Philippe Lamberts Co-Président du Groupe des Verts/ALE au Parlement européen

Réunir 30 millions d’euros en un mois : c’est l’énorme défi auquel la coopérative NewB fait face depuis le 26 octobre dernier. À défaut, elle ne pourra obtenir l’agrément de la Banque centrale européenne (BCE), nécessaire pour devenir une banque. Mais est-ce vraiment judicieux de soutenir l’arrivée d’un nouvel acteur bancaire dans un secteur aussi saturé ?

« Il est plus facile de détruire que de construire » : l’auteur de cette maxime aurait pu être Maurice Lippens, architecte de la plus grande faillite bancaire de l’histoire de Belgique. S’il a suffi d’un week-end pour que la banque Fortis explose en plein vol, il a fallu plus de sept années aux promoteurs de NewB pour élaborer une gouvernance et un portefeuille de produits en vue d’obtenir une licence bancaire.

Durant cette période de gestation, la coopérative – portée par quelque 150 organisations de la société civile – n’a pas seulement dû batailler ferme pour rencontrer les exigences posées par les régulateurs ; elle a également fait face à d’importantes réticences politiques. Interrogé à propos de NewB en 2014, Luc Coene, alors gouverneur de la Banque nationale de Belgique (BNB), déclarait qu’il y avait déjà trop de banques en Belgique.

Le problème se situe pourtant ailleurs : c’est surtout le manque de diversité qui mine aujourd’hui notre secteur bancaire. Et c’est précisément pour cette raison qu’il convient de soutenir l’initiative NewB. Celle-ci ambitionne en effet de répondre à une triple nécessité.

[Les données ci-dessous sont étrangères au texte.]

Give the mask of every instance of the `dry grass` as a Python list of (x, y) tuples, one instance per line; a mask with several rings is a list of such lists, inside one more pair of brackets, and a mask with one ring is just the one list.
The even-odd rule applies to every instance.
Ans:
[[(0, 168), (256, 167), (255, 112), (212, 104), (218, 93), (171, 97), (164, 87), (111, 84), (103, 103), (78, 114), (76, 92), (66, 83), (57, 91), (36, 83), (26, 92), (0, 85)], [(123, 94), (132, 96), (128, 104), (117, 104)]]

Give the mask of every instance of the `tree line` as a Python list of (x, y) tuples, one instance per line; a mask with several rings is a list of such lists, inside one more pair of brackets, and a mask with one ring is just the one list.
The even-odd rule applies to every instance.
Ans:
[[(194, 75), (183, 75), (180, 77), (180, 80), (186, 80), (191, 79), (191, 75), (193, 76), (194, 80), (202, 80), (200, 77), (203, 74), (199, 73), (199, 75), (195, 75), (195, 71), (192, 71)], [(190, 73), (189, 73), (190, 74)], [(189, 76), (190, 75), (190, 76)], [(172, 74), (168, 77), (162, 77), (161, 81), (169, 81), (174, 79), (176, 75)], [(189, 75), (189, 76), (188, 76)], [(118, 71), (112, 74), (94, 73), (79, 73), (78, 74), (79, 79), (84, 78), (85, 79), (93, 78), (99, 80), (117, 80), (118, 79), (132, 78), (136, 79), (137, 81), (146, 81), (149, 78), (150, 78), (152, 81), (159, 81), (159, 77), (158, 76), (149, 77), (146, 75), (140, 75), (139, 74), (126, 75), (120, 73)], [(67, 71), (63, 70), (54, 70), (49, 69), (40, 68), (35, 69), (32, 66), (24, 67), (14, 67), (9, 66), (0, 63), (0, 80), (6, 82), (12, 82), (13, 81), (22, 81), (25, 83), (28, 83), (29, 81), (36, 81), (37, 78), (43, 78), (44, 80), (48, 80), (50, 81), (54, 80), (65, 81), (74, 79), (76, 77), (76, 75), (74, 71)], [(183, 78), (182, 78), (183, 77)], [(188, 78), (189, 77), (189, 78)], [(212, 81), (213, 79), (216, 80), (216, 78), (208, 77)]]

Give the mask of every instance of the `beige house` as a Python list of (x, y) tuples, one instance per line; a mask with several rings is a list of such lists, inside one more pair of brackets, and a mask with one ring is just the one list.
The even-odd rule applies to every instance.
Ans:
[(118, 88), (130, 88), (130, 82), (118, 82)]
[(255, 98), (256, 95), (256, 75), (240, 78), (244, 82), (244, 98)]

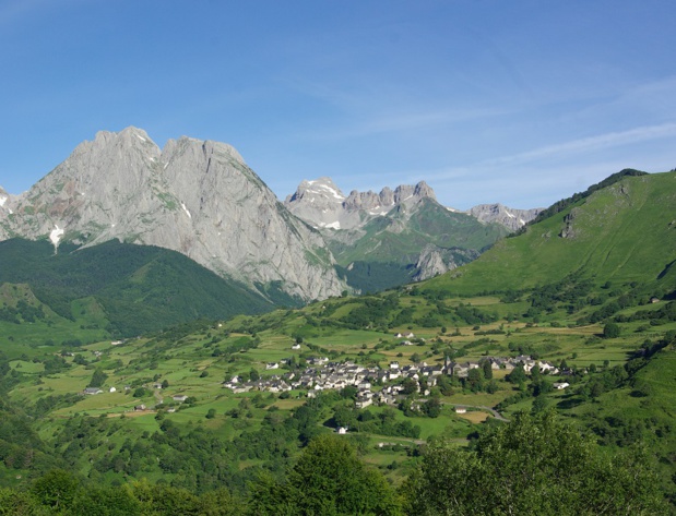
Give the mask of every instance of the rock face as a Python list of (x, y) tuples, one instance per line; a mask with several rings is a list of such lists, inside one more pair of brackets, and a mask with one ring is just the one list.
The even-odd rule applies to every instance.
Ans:
[(354, 230), (396, 208), (410, 208), (423, 199), (436, 200), (435, 192), (424, 181), (415, 187), (396, 187), (394, 191), (386, 187), (380, 193), (353, 190), (346, 196), (331, 178), (324, 177), (303, 181), (284, 204), (316, 228)]
[(303, 300), (345, 288), (322, 237), (223, 143), (181, 137), (161, 151), (140, 129), (99, 132), (28, 192), (7, 197), (0, 238), (48, 237), (55, 249), (62, 240), (158, 245)]
[(331, 179), (320, 178), (300, 183), (285, 204), (321, 231), (347, 283), (360, 291), (443, 274), (508, 232), (441, 206), (425, 182), (346, 196)]
[(479, 253), (472, 250), (459, 248), (443, 249), (434, 244), (428, 244), (418, 256), (418, 261), (415, 264), (417, 273), (413, 279), (415, 281), (423, 281), (439, 276), (440, 274), (458, 268), (460, 265), (476, 260), (478, 256)]
[(514, 209), (501, 204), (479, 204), (470, 209), (469, 214), (482, 223), (498, 223), (515, 231), (537, 217), (542, 208)]

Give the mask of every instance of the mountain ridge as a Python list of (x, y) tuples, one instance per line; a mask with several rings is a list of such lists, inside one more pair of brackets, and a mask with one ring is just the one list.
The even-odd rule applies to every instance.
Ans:
[(252, 286), (282, 281), (306, 301), (345, 288), (319, 233), (227, 144), (182, 136), (161, 151), (137, 128), (99, 131), (7, 202), (4, 238), (158, 245)]

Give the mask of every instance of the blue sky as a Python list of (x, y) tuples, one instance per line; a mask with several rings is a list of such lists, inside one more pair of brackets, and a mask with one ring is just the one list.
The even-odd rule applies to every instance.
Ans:
[(0, 0), (0, 185), (99, 130), (234, 145), (283, 200), (547, 206), (676, 167), (672, 0)]

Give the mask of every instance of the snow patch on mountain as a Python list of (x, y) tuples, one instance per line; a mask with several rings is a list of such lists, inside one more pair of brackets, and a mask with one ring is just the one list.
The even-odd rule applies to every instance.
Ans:
[(55, 224), (54, 229), (49, 233), (49, 240), (51, 241), (54, 245), (55, 254), (57, 253), (57, 250), (59, 249), (59, 242), (61, 241), (61, 237), (63, 237), (63, 231), (64, 230), (62, 228), (60, 228), (59, 226)]

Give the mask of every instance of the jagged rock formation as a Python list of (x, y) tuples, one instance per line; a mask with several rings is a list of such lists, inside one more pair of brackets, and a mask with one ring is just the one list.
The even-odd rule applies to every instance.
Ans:
[(424, 181), (345, 196), (330, 178), (320, 178), (303, 181), (285, 204), (321, 231), (347, 283), (361, 291), (442, 274), (508, 232), (441, 206)]
[(467, 262), (476, 260), (479, 253), (464, 249), (443, 249), (434, 244), (428, 244), (423, 249), (418, 261), (415, 264), (417, 273), (413, 276), (415, 281), (434, 278), (440, 274), (448, 273)]
[(303, 300), (345, 288), (322, 237), (223, 143), (183, 136), (161, 151), (140, 129), (102, 131), (4, 204), (13, 214), (0, 220), (0, 238), (48, 237), (55, 249), (62, 240), (154, 244)]
[(517, 231), (537, 217), (542, 208), (514, 209), (501, 204), (479, 204), (467, 212), (482, 223), (498, 223), (506, 228)]
[(358, 229), (376, 217), (401, 206), (413, 206), (423, 199), (436, 200), (435, 192), (424, 181), (415, 187), (389, 188), (380, 193), (353, 190), (345, 195), (331, 180), (319, 178), (303, 181), (296, 193), (284, 201), (297, 217), (316, 228)]

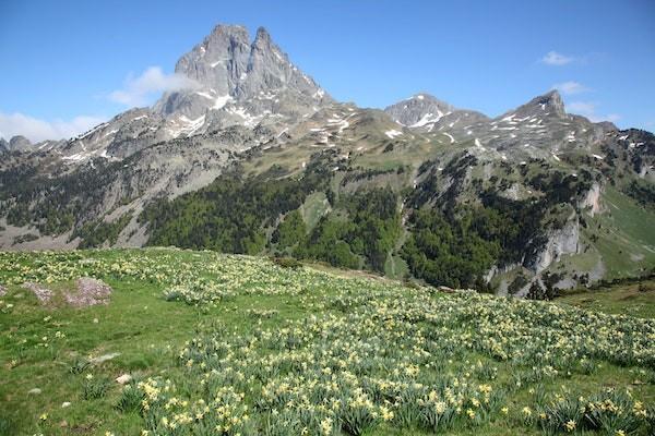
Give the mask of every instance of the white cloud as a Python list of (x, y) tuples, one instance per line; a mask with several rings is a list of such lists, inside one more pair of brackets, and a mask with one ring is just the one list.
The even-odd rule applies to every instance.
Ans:
[(555, 85), (552, 85), (552, 89), (557, 89), (565, 95), (582, 94), (591, 90), (583, 84), (573, 81), (556, 83)]
[(573, 62), (575, 59), (570, 56), (558, 53), (557, 51), (549, 51), (541, 58), (541, 62), (547, 65), (565, 65), (567, 63)]
[(595, 102), (592, 102), (592, 101), (571, 101), (570, 104), (567, 104), (567, 110), (569, 112), (573, 112), (573, 113), (577, 113), (583, 117), (586, 117), (590, 119), (590, 121), (593, 121), (593, 122), (599, 122), (599, 121), (616, 122), (621, 119), (621, 116), (618, 113), (599, 114), (599, 113), (597, 113), (597, 109), (598, 109), (598, 105), (596, 105)]
[(134, 107), (147, 105), (155, 95), (166, 90), (195, 88), (199, 84), (182, 74), (165, 74), (160, 66), (150, 66), (140, 76), (128, 75), (122, 89), (109, 94), (109, 99)]
[(0, 137), (9, 141), (12, 136), (23, 135), (33, 143), (45, 140), (63, 140), (86, 132), (103, 121), (105, 121), (104, 118), (90, 116), (75, 117), (69, 121), (46, 121), (20, 112), (0, 112)]

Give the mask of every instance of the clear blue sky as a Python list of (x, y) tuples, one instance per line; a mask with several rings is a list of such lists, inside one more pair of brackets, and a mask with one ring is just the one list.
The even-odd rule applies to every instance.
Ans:
[(124, 110), (109, 96), (129, 74), (171, 73), (217, 23), (266, 27), (332, 96), (359, 106), (422, 90), (497, 116), (564, 84), (570, 111), (655, 130), (653, 0), (16, 0), (0, 1), (0, 133), (15, 120), (66, 131)]

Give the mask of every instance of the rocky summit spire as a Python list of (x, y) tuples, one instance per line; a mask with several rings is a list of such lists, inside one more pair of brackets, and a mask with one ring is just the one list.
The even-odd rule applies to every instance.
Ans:
[(567, 117), (564, 102), (562, 101), (562, 97), (560, 96), (559, 92), (556, 89), (535, 97), (516, 109), (516, 114), (519, 116), (534, 116), (543, 113), (548, 113), (550, 116), (560, 118)]
[(403, 125), (416, 125), (421, 121), (439, 120), (455, 110), (451, 105), (429, 94), (421, 93), (398, 101), (384, 109), (386, 113)]

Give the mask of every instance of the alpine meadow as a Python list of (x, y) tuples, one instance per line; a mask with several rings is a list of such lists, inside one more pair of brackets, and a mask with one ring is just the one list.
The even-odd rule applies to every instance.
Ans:
[[(265, 21), (264, 3), (223, 12)], [(347, 23), (365, 3), (371, 23), (392, 8), (342, 4), (354, 15), (332, 26), (356, 32)], [(579, 7), (556, 3), (516, 7), (516, 21), (525, 8)], [(2, 8), (0, 24), (32, 16)], [(294, 15), (266, 16), (308, 59), (299, 47), (321, 34), (302, 40), (295, 13), (319, 5), (279, 8)], [(445, 20), (461, 7), (440, 8)], [(611, 8), (655, 19), (647, 2)], [(123, 44), (135, 27), (102, 36), (115, 13), (98, 15), (95, 36), (75, 21), (56, 38)], [(167, 38), (200, 35), (183, 16)], [(421, 32), (407, 25), (389, 28), (396, 51), (393, 35)], [(556, 26), (534, 44), (582, 44)], [(0, 53), (20, 44), (13, 28)], [(640, 29), (617, 37), (647, 58)], [(106, 121), (0, 110), (0, 436), (655, 435), (655, 135), (590, 102), (610, 95), (598, 84), (614, 46), (549, 51), (521, 74), (561, 83), (488, 116), (418, 89), (386, 108), (344, 102), (266, 28), (205, 31), (174, 73), (151, 66), (98, 90), (128, 108)], [(355, 49), (340, 47), (344, 59)], [(405, 48), (398, 59), (414, 65)], [(480, 74), (491, 81), (497, 62)], [(320, 64), (317, 77), (365, 68)], [(382, 65), (388, 95), (406, 77)], [(84, 82), (106, 86), (118, 65), (106, 68)], [(562, 82), (588, 71), (594, 87)], [(622, 70), (627, 89), (641, 73)], [(0, 108), (22, 107), (7, 95)]]

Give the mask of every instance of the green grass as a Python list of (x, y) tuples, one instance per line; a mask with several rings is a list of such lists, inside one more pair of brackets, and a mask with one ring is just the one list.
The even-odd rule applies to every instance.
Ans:
[[(641, 288), (641, 290), (640, 290)], [(556, 300), (595, 312), (655, 318), (655, 281), (618, 284), (593, 291), (573, 291)]]
[[(61, 294), (83, 276), (114, 288), (107, 306), (66, 306)], [(53, 303), (40, 305), (24, 281), (49, 287)], [(655, 401), (654, 302), (651, 293), (628, 298), (631, 288), (593, 294), (598, 304), (588, 312), (570, 307), (587, 304), (576, 300), (583, 295), (552, 304), (440, 293), (362, 272), (155, 249), (0, 253), (0, 283), (9, 288), (0, 298), (0, 435), (138, 435), (144, 428), (284, 435), (297, 434), (284, 425), (298, 423), (321, 434), (331, 416), (332, 434), (347, 434), (343, 420), (350, 416), (365, 435), (422, 435), (432, 432), (420, 413), (437, 404), (428, 393), (441, 397), (443, 386), (462, 410), (441, 432), (538, 435), (545, 433), (525, 422), (522, 409), (536, 414), (556, 395), (630, 389), (644, 407)], [(167, 290), (176, 301), (167, 301)], [(83, 364), (111, 353), (120, 354)], [(120, 410), (122, 387), (114, 379), (122, 374), (143, 383), (130, 388), (139, 396), (166, 380), (170, 389), (148, 397), (143, 413)], [(85, 396), (103, 379), (106, 392)], [(489, 403), (484, 386), (491, 389)], [(34, 388), (40, 393), (28, 393)], [(335, 399), (338, 410), (321, 409)], [(201, 404), (210, 411), (183, 424)], [(389, 421), (378, 415), (382, 407), (394, 413)], [(236, 420), (224, 433), (215, 431), (225, 424), (213, 412), (218, 409)], [(270, 415), (273, 409), (281, 413)], [(174, 431), (164, 419), (180, 424)], [(639, 425), (634, 434), (646, 435), (647, 424)]]

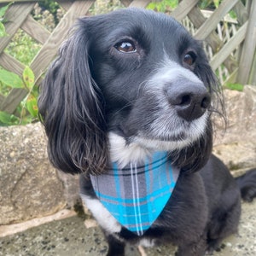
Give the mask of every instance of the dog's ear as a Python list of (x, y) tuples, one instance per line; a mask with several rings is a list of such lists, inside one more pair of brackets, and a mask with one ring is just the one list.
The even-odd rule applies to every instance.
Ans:
[(81, 27), (64, 43), (40, 86), (39, 115), (54, 166), (100, 173), (108, 161), (104, 101), (91, 78), (90, 39)]

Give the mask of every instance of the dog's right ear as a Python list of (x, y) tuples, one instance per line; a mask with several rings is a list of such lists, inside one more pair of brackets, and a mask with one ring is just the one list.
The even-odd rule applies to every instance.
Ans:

La première est de favoriser une relocalisation financière. Aujourd’hui, une large part du secteur bancaire belge est dominée par de grands groupes étrangers (BNP Paribas, ING, Crédit Mutuel, Deutsche Bank, etc.). Il en découle de multiples effets pervers, dont l’éloignement des centres de décision et des services à l’économie belge, mais aussi les risques de transferts massifs de fonds depuis les filiales belges vers leur société-mère en période de crise financière. Les filiales BNPP Fortis et ING Belgique sont particulièrement vulnérables à ce sujet : rien qu’en 2018, elles ont versé à leur maison-mère respectivement 1,8 milliards et 546 millions d’euros de dividendes.

À l’inverse de la tendance actuelle, la coopérative NewB entend, elle, concentrer 100% de ses activités de crédits sur l’économie locale.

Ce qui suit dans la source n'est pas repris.